[Math] Machine learning : Perceptron, purpose of bias and threshold

machine learning

I started to study Machine Learning, but in the book I am reading there is something I don't understand.

I am a total beginner in terms of Machine Learning, and I am just trying to read as much content I can.

I simply don't understand the purpose of bias and threshold.
In the book I am reading, they take the easy example of a bank that could accept or reject credits.

To do so, inputs are given to the perceptron through a training set (vector $x$), weights are generated (vector $w$), and the output is always -1 or +1. I perfectly understand this, and how to update the weights to gain accuracy.

But right after, they introduce this notion of threshold, saying "if the applicant passes the threshold, credit is approved; if not, credit is denied"

As I saw multiples times on internet, they put a bias at $x_0$ with a weight $w_0 = 1$. This bias seems to be -threshold

Can someone explain to me this notion of Threshold / Bias ? I thought the perceptron was all about outputting -1 or 1 for a given input vector (if linearly separable)

Best Answer

In terms of linear separability: using a bias allows the hyperplane that separates the feature space into two regions to not have to go through the origin. Without a bias, any such hyperplane would have to go through the origin, and that may prevent the separability we want.

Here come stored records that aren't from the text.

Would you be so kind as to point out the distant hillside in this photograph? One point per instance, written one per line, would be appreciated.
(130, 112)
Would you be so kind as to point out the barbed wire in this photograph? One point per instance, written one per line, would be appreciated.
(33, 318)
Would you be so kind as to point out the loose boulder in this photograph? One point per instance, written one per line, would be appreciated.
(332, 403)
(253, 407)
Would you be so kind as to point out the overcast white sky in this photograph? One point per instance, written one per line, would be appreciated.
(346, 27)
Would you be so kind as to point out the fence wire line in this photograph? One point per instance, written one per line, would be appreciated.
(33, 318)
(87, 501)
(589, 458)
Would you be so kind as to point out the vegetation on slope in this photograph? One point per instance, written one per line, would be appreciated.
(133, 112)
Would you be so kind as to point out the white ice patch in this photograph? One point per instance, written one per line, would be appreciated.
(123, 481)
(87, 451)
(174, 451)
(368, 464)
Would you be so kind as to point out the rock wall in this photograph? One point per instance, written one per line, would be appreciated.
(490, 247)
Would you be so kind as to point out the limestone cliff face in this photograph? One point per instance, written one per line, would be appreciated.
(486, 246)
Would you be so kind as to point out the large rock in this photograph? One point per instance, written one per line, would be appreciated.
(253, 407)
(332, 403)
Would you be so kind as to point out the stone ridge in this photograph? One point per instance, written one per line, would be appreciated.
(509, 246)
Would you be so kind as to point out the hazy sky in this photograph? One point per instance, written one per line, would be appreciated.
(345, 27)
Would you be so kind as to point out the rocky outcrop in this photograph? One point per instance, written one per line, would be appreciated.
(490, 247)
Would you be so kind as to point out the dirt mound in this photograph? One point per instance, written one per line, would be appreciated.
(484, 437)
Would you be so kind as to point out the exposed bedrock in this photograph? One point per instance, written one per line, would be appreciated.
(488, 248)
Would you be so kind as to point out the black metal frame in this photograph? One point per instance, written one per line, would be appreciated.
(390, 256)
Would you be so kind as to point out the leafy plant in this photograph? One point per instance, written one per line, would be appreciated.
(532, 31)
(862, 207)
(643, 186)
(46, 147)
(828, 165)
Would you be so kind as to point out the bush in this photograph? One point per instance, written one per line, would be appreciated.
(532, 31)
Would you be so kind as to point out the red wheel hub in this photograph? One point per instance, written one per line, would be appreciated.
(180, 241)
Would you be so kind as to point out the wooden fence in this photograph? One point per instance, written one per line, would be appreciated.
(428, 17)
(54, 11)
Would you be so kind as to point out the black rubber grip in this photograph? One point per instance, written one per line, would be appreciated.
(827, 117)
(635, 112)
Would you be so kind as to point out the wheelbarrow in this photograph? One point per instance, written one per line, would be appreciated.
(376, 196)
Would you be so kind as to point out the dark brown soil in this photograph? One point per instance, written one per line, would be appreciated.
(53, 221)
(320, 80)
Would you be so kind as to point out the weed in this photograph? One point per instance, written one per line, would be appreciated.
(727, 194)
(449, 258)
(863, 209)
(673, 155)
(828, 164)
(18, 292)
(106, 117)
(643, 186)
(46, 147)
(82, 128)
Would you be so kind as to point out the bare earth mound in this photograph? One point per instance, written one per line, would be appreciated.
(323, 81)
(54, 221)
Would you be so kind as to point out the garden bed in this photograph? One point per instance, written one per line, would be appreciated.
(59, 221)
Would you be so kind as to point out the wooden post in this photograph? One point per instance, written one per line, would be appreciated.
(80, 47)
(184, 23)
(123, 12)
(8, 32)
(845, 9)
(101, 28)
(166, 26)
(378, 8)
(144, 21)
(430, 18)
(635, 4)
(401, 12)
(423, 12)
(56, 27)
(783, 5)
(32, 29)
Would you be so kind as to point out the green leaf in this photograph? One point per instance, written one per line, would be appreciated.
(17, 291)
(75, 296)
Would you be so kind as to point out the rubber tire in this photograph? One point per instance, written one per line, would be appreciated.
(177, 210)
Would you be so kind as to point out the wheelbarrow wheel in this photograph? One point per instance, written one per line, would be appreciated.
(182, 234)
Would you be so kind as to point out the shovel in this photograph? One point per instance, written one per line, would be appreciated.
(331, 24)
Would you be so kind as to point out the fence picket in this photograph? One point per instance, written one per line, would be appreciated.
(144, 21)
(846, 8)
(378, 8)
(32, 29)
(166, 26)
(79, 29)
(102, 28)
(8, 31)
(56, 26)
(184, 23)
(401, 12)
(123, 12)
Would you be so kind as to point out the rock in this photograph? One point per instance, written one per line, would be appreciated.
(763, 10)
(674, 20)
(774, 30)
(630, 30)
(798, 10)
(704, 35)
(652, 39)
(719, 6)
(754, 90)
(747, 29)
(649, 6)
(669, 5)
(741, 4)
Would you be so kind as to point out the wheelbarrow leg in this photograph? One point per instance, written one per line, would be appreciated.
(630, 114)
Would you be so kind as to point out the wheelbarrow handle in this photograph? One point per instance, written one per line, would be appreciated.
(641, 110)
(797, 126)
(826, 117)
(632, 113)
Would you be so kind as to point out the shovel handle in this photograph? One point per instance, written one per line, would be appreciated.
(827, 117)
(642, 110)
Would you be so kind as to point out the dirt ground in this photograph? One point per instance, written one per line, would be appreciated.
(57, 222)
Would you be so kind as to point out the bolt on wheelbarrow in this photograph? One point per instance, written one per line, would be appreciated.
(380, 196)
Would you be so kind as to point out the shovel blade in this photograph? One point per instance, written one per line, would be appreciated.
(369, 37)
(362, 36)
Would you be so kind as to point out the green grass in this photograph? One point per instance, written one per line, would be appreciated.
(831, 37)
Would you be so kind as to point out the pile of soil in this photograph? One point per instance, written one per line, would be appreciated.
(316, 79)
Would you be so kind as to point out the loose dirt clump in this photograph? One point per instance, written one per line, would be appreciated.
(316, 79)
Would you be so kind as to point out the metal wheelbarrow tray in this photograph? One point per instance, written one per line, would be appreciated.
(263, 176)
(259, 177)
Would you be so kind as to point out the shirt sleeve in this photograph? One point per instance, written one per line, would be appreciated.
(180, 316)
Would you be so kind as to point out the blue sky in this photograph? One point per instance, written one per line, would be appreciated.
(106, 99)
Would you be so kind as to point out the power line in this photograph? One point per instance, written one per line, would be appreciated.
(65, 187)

Simple example: suppose we have two inputs $x$ and $y$ that can take on the values $0$ or $1$, and we want the output to be a $1$ when both inputs are $1$ (an $\land$ logic circuit, basically). This means that the separating hyperplane cannot go through the origin of the feature space (where $x$ and $y$ are $0$). But without using a bias (or, equivalently, by having a threshold of $0$), you can't move the hyperplane (the set of points $(x,y)$ for which $x\cdot w_1 + y \cdot w_2=0$ given some weights $w_1$ and $w_2$) away from the origin, because for any weights, the origin is a solution to this equation.